New England Regional Convening on the Intersection of Child Welfare and Juvenile Justice
A New England Regional Convening Addressing the Needs of Youth that Crossover Between Child Welfare and Juvenile Justice
Casey Family Programs and the Center for Juvenile Justice Reform at the Georgetown University Public Policy Institute (CJJR) have partnered since 2007 to address the unique issues presented by children and youth who are known to both the child welfare and juvenile justice systems. These young people, often referred to as “crossover youth,” move between the child welfare and juvenile justice systems, or are known to both concurrently. Here in New England, both the Casey Strategic Consultants and staff from the New England Association of Child Welfare Commissioners have had conversations with child welfare leaders about the complicated issues related to meeting the needs of these youth. Although there is significant variation in agency structure across New England, each jurisdiction is faced with meeting the needs of crossover youth. In keeping with our tradition of supporting shared learning, Casey and the Association have partnered with CJJR to host a regional convening on November 20 and 21, 2013.
Cross Systems Collaboration and Community Partnerships
Explore successful cross systems and community collaboration strategies across human services, juvenile justice, the courts, law enforcement, education and community e.g. screening and joint assessments, multidisciplinary case planning, and achieving permanency. Paying close attention to key foundational elements e.g. protocols, guidelines, and cross systems agreements that underpin the success of these strategies.
Case Management Considerations
Examine crossover youth case management challenges and successful strategies utilized by corrections and human services to negotiate caseload size, affect organizational culture shifts, promote staff buy in, and determine roles and responsibilities among staff serving crossover youth.

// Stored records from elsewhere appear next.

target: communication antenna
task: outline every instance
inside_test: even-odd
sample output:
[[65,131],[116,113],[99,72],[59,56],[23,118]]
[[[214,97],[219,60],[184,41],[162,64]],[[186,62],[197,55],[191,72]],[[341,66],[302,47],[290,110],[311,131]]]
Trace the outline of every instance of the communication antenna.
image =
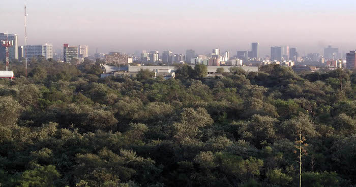
[[27,16],[26,13],[26,0],[25,0],[25,74],[27,77]]
[[5,47],[6,51],[6,70],[9,69],[9,48],[14,45],[14,41],[9,41],[9,34],[6,31],[6,41],[2,41],[2,45]]

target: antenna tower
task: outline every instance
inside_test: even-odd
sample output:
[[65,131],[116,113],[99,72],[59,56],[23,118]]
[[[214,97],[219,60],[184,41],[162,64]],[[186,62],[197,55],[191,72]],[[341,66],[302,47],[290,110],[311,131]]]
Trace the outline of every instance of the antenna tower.
[[2,45],[5,47],[6,50],[6,70],[9,69],[9,48],[14,45],[14,41],[9,41],[9,35],[6,31],[6,41],[2,41]]
[[27,13],[26,13],[26,0],[25,0],[25,74],[27,77]]

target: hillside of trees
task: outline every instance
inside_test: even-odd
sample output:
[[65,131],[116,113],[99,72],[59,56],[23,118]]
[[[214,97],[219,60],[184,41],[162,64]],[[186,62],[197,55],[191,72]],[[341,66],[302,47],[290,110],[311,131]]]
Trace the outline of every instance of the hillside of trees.
[[208,79],[183,66],[165,80],[44,59],[25,78],[23,66],[0,80],[0,186],[296,186],[300,146],[303,186],[356,186],[351,71]]

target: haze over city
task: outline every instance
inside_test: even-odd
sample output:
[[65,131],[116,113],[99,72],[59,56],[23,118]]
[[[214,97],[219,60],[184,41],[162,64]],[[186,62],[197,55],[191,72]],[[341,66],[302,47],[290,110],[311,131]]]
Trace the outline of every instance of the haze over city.
[[[329,45],[354,50],[352,1],[27,1],[28,44],[85,44],[90,52],[142,50],[198,53],[237,50],[260,44],[288,45],[301,54]],[[0,2],[0,31],[15,33],[24,45],[23,1]]]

Discuss current statues or laws that govern the states’ ability to share information. Identify specific strategies that have been developed that promote cross-agency information sharing to facilitate joint case planning.
Assess/Discuss the states’ current capacity to collect data on youth that are involved in multiple systems and examine how these data are utilized to effectuate services and develop policies.
Examine the importance of stabilizing permanency for cross over youth and learn the array of services that will increase their success after their cases closes in both the child welfare and juvenile justice systems. In other words ensure every decision made regarding treatment of crossover youth prioritized for permanency considerations.
Develop an action plan for next steps related to supporting crossover youth efforts.